It was only a year ago that the Supreme Court issued a landmark Second Amendment opinion that expanded gun rights nationwide and established that firearms rules must be consistent with the nation’s “historical tradition.”
Majority opinion author Justice Clarence Thomas infuriated supporters of gun control and elated advocates of gun rights but also generated confusion among lower court judges who found themselves reconsidering thousands of firearms rules.
Now, on Tuesday, the justices will gather again, in the wake of yet another mass shooting, to consider the scope of its 2022 decision in New York State Rifle & Pistol Association v. Bruen, this time in the context of domestic violence.
The Supreme Court is considering a section of federal law that bars an individual subject to a domestic violence restraining order from possessing a firearm.
The Supreme Court’s ultimate decision could impact almost every type of gun control law, including one that President Joe Biden’s own son is charged with violating.
“Rahimi offers a chance for the justices to clarify aspects of Bruen’s test that have divided lower courts – including how judges should assess the historical tradition of gun regulation and how closely modern laws must mirror those that existed during the Founding Era,” said Andrew M. Willinger of the Duke University School of Law.

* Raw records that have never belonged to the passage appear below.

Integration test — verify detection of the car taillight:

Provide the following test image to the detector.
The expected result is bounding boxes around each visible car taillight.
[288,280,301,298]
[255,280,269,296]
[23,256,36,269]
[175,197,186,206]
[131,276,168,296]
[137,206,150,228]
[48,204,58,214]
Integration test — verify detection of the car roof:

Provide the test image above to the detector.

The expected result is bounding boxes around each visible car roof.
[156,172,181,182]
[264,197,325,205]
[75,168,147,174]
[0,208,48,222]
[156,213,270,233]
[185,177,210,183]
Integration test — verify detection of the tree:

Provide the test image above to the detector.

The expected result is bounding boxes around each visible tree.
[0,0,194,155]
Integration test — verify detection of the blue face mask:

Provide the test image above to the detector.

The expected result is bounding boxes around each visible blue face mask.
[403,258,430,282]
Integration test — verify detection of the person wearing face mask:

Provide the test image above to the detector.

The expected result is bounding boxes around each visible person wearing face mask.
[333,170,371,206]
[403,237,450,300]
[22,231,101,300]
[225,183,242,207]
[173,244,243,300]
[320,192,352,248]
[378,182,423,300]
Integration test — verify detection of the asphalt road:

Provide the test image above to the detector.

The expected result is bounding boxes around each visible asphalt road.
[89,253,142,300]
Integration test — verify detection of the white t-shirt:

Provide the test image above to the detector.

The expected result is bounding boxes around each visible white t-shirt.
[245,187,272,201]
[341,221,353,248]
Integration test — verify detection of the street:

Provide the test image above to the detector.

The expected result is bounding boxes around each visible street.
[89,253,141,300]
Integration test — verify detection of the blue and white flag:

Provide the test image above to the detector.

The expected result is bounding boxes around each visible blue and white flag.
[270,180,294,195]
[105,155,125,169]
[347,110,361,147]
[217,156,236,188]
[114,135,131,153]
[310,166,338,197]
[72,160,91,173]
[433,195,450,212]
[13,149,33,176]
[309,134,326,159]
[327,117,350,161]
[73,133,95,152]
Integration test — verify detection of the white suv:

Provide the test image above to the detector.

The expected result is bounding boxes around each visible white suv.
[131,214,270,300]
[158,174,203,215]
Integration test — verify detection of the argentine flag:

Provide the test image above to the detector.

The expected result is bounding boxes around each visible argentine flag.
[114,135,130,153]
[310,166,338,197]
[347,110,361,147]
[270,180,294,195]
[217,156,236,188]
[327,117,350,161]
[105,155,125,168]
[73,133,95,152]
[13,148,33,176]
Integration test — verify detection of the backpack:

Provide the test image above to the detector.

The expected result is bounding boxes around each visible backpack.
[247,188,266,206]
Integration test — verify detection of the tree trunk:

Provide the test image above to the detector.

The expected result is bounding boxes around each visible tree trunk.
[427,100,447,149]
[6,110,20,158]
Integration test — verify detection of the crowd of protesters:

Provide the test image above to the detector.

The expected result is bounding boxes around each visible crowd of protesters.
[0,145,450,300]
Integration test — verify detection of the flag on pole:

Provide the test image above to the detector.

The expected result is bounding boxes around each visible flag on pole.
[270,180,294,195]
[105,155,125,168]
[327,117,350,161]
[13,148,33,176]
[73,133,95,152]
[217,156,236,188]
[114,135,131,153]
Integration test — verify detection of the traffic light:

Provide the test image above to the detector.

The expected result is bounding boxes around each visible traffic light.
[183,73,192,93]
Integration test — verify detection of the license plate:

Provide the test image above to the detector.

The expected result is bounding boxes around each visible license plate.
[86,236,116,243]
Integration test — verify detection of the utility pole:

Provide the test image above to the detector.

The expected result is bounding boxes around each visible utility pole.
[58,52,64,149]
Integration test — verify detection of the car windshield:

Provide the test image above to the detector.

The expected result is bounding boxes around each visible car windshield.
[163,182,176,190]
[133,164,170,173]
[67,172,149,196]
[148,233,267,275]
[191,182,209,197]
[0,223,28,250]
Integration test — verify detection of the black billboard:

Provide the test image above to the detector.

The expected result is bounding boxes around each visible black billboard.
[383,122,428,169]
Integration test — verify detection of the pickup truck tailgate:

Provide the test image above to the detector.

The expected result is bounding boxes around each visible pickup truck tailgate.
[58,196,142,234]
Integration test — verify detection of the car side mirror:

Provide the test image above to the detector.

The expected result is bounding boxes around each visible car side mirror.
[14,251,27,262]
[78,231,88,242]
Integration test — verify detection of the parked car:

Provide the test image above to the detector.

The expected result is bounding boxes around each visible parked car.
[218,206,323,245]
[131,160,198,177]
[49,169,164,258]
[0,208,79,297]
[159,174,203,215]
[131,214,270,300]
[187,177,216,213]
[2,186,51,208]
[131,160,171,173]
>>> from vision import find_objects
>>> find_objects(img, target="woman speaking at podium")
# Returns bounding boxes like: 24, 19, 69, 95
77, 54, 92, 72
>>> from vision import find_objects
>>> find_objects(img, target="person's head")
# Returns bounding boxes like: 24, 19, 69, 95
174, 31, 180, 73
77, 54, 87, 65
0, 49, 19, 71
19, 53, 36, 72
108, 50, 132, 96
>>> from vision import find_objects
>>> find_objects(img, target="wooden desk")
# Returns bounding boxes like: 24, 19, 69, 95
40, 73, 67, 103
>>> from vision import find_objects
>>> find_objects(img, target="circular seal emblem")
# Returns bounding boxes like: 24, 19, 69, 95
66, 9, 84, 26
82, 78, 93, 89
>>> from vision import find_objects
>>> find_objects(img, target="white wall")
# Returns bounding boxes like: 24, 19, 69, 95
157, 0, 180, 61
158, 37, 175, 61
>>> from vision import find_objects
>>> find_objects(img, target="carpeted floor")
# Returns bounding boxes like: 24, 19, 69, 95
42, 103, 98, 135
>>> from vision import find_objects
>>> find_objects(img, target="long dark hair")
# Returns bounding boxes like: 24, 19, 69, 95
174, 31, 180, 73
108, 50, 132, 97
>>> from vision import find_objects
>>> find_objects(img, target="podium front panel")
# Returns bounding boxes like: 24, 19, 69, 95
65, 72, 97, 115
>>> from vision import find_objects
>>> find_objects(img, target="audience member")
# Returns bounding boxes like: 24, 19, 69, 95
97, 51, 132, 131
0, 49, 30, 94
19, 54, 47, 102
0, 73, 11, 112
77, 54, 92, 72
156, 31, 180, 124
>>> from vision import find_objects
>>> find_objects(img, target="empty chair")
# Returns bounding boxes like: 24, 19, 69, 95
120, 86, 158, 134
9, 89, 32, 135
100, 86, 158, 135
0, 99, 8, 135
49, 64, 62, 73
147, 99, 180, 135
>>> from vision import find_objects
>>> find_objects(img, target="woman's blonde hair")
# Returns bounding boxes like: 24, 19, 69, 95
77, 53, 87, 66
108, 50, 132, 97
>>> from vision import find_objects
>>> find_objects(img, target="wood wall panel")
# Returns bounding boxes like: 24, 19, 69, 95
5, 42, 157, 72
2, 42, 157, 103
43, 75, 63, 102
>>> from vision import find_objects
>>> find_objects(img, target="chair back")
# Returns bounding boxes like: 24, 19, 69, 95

Lower courts have cited Bruen in cases blocking laws restricting the use of concealed firearms, prohibiting guns in houses of worship and banning assault weapons.
Last month in California, for instance, a federal judge struck down an assault weapon ban the state argued was needed to prevent mass shooters from acquiring those weapons. Many of the banned guns, the judge said, are also commonly used by “law-abiding” citizens for self-defense.
“California’s answer to the criminal misuse of a few is to disarm its many good residents. That knee-jerk reaction is constitutionally untenable, just as it was 250 years ago,” Judge Roger Benitez wrote.